When I run it, I get roughly 2x compression for random paragraphs. But for this calculation I assume original letters require 8 bits each (ASCII).
But if I think about it, to represent 26 items, i just need 5 bits. If I calculate based on this fact, then compression factor drops to almost 1.1
So my question is, how is the compression factor determined in real world applications?
2nd question - if I write an encoder / decoder which uses 5 bits for representing a-z ( say a=0, b=1, etc) - is this also a considered a valid "compression" algorithm?
You have essentially the right answer, which is that you can't expect a lot of compression if all that you're working with is the letter frequencies of the English language.
The correct way to calculate the gain resulting from knowledge of the letter frequencies is to consider the entropy of a 26-symbol alphabet of equal probabilities with the entropy of the letters in English.
(I wish stackoverflow allowed TeX equations like math.stackexchange.com does. Then I could write decent equations here. Oh well.)
The key formula is -p log(p), where p is the probability of that symbol and the log is in base 2 to get the answer in bits. You calculate this for each symbol and then sum over all symbols.
Then in an ideal arithmetic coding scheme, an equiprobable set of 26-symbols would be coded in 4.70 bits per symbol. For the distribution in English (using the probabilities from the Wikipedia article), we get 4.18 bits per symbol. A reduction of only about 11%.
So that's all the frequency bias by itself can buy you. (It buys you a lot more in Scrabble scores, but I digress.)
We can also look at the same thing in the approximate space of Huffman coding, where each code is an integral number of bits. In this case you would not assume five bits per letter (with six codes wasted). Applying Huffman coding to 26 symbols of equal probability gives six codes that are four bits in length and 20 codes that are five bits in length. This results in 4.77 bits per letter on average. Huffman coding using the letter frequencies occurring in English gives an average of 4.21 bits per letter. A reduction of 12%, which is about the same as the entropy calculation.

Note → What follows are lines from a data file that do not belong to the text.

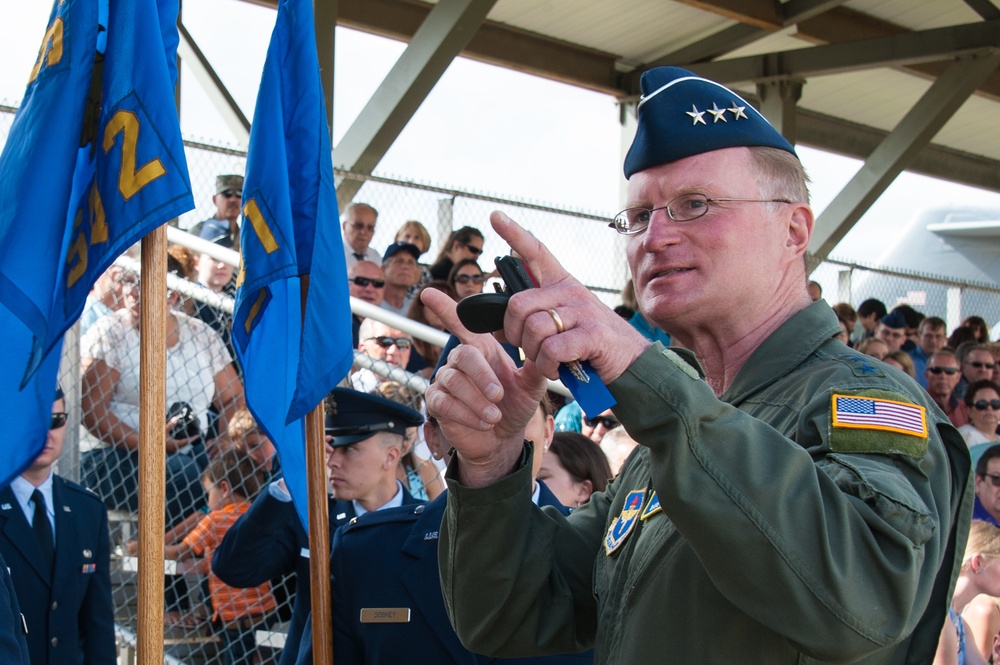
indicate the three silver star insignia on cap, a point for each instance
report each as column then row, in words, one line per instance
column 718, row 115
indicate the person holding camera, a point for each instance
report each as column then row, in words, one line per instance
column 200, row 373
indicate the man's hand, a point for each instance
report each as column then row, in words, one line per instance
column 480, row 398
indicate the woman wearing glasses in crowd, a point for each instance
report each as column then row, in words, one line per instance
column 979, row 574
column 466, row 278
column 574, row 468
column 983, row 400
column 417, row 312
column 200, row 374
column 415, row 233
column 465, row 243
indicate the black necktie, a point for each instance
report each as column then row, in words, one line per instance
column 43, row 530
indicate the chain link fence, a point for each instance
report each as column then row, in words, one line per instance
column 209, row 432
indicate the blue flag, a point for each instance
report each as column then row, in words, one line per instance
column 93, row 162
column 292, row 353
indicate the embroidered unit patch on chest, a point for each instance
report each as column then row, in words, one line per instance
column 879, row 414
column 625, row 522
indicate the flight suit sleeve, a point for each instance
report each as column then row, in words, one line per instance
column 794, row 528
column 517, row 580
column 97, row 615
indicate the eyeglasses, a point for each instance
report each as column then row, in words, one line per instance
column 950, row 371
column 684, row 208
column 402, row 343
column 365, row 281
column 609, row 423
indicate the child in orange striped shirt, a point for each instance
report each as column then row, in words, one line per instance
column 230, row 481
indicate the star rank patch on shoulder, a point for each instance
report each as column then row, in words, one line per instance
column 622, row 526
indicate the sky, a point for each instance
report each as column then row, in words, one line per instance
column 482, row 128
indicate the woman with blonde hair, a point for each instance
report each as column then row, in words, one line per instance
column 419, row 476
column 979, row 574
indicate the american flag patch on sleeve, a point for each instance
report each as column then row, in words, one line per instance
column 861, row 412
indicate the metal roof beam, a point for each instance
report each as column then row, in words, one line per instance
column 761, row 13
column 914, row 132
column 853, row 140
column 889, row 51
column 445, row 32
column 494, row 43
column 986, row 9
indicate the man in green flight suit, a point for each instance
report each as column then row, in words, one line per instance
column 791, row 500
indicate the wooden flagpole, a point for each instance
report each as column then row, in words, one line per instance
column 319, row 528
column 152, row 442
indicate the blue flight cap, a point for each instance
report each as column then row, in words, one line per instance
column 397, row 247
column 681, row 114
column 512, row 351
column 353, row 416
column 894, row 319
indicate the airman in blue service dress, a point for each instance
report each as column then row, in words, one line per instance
column 68, row 611
column 13, row 645
column 269, row 541
column 387, row 592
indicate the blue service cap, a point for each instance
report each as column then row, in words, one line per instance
column 681, row 114
column 894, row 319
column 512, row 351
column 354, row 416
column 397, row 247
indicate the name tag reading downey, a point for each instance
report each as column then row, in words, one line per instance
column 385, row 615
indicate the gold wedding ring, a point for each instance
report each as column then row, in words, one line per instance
column 560, row 328
column 574, row 366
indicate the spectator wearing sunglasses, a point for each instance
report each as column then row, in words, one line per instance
column 932, row 335
column 987, row 504
column 465, row 243
column 983, row 402
column 365, row 281
column 380, row 342
column 942, row 376
column 358, row 226
column 228, row 199
column 54, row 539
column 467, row 278
column 417, row 234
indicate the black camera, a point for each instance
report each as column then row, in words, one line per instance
column 187, row 421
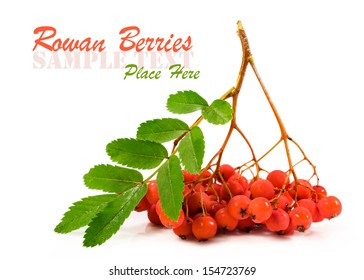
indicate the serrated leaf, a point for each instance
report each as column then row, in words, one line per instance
column 109, row 221
column 170, row 187
column 136, row 153
column 82, row 212
column 184, row 102
column 111, row 178
column 219, row 112
column 161, row 130
column 192, row 149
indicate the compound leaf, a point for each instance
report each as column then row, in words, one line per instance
column 136, row 153
column 192, row 149
column 111, row 178
column 184, row 102
column 82, row 212
column 109, row 221
column 161, row 130
column 170, row 187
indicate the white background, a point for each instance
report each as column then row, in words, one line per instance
column 55, row 125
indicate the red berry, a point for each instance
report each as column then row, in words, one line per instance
column 329, row 207
column 188, row 177
column 310, row 205
column 303, row 189
column 238, row 207
column 143, row 205
column 319, row 192
column 278, row 221
column 278, row 178
column 226, row 171
column 285, row 202
column 260, row 209
column 213, row 189
column 153, row 216
column 168, row 222
column 204, row 227
column 225, row 221
column 262, row 188
column 194, row 201
column 185, row 229
column 301, row 218
column 246, row 225
column 214, row 207
column 152, row 193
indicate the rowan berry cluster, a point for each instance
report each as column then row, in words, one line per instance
column 217, row 202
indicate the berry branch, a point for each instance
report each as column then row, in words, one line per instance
column 193, row 200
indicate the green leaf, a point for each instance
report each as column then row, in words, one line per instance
column 161, row 130
column 184, row 102
column 170, row 187
column 82, row 212
column 111, row 178
column 192, row 149
column 108, row 222
column 136, row 153
column 219, row 112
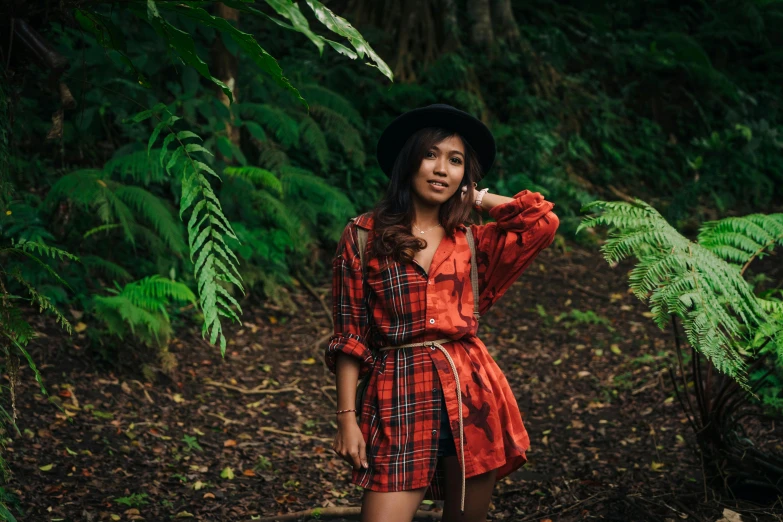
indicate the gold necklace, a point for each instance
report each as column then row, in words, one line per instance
column 425, row 231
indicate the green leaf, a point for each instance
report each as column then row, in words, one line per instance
column 182, row 43
column 245, row 41
column 341, row 26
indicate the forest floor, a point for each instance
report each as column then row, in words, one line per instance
column 249, row 436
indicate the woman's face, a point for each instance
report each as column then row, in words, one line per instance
column 440, row 172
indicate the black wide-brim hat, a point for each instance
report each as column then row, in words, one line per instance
column 438, row 115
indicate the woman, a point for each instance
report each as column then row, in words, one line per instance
column 438, row 419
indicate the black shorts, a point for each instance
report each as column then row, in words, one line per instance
column 446, row 447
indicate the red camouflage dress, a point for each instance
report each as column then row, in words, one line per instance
column 400, row 414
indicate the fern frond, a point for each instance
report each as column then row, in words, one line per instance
column 136, row 166
column 260, row 178
column 272, row 156
column 276, row 120
column 214, row 262
column 153, row 292
column 338, row 128
column 41, row 301
column 320, row 95
column 153, row 210
column 314, row 140
column 90, row 189
column 99, row 265
column 141, row 308
column 739, row 240
column 679, row 277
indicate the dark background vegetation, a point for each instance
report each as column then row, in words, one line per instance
column 675, row 103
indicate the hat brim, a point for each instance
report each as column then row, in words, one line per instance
column 470, row 128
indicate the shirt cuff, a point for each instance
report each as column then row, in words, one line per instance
column 519, row 214
column 349, row 344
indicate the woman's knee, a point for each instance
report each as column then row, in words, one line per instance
column 391, row 506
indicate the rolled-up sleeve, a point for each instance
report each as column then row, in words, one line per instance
column 348, row 305
column 504, row 249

There are many ways that real compressors do much better than this. First, they code what is actually in the file, using the frequencies of what's there instead of what they are across the English language. This makes it language independent, optimizes for the actual contents, and doesn't even code symbols that are not present. Second, you can break up the input into pieces and make a new code for each. If the pieces are big enough, then the overhead of transmitting a new code is small, and the gain is usually larger to optimize on a smaller chunk. Third, you can look for higher order effects. Instead of the frequency of single letters, you can take into account the previous letter and look at the probability of the next letter given its predecessor. Now you have 26^2 probabilities (for just letters) to track. These can also be generated dynamically for the actual data at hand, but now you need more data to get a gain, more memory, and more time. You can go to third order, fourth order, etc. for even greater compression performance at the cost of memory and time.
There are other schemes to pre-process the data by, for example, doing run-length encoding, looking for matching strings, applying block transforms, tokenizing XML, delta-coding audio or images, etc., etc. to further expose redundancies for an entropy coder to then take advantage of. I alluded to arithmetic coding, which can be used instead of Huffman to code very probable symbols in less than a bit and all symbols to fractional bit accuracy for better performance in the entropy step.

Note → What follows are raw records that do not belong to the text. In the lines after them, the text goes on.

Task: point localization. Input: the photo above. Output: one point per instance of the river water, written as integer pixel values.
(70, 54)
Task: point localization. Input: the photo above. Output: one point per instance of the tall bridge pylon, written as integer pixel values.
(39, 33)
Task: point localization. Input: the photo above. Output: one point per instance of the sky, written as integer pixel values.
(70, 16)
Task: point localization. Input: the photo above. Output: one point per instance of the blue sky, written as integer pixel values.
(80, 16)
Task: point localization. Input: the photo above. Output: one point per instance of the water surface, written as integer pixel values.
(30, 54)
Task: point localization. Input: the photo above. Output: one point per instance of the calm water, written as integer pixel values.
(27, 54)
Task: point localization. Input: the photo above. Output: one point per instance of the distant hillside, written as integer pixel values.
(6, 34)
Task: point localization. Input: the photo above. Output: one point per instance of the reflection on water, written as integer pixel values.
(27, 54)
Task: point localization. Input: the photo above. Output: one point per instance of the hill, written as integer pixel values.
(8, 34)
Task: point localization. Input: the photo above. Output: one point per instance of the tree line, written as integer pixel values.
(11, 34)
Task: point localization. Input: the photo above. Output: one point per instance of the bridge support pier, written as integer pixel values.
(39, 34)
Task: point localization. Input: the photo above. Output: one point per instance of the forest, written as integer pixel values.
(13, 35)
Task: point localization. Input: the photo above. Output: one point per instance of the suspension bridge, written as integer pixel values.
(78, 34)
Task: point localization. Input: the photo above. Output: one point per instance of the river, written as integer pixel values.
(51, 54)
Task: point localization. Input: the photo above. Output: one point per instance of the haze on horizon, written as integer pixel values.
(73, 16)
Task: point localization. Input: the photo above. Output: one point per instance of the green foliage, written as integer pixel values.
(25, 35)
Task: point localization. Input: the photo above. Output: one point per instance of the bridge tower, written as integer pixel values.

Back to your question of what constitutes compression, you can begin with any starting point you like, e.g. one eight-bit byte per letter, make assertions about your input, e.g. all lower case letters (accepting that if the assertion is false, the scheme fails), and then assess the compression effectiveness. So long as you use all of the same assumptions when comparing two different compression schemes. You must be careful that anything that is data dependent must also be considered part of the compressed data. E.g. a custom Huffman code derived from a block of data must be sent with that block of data.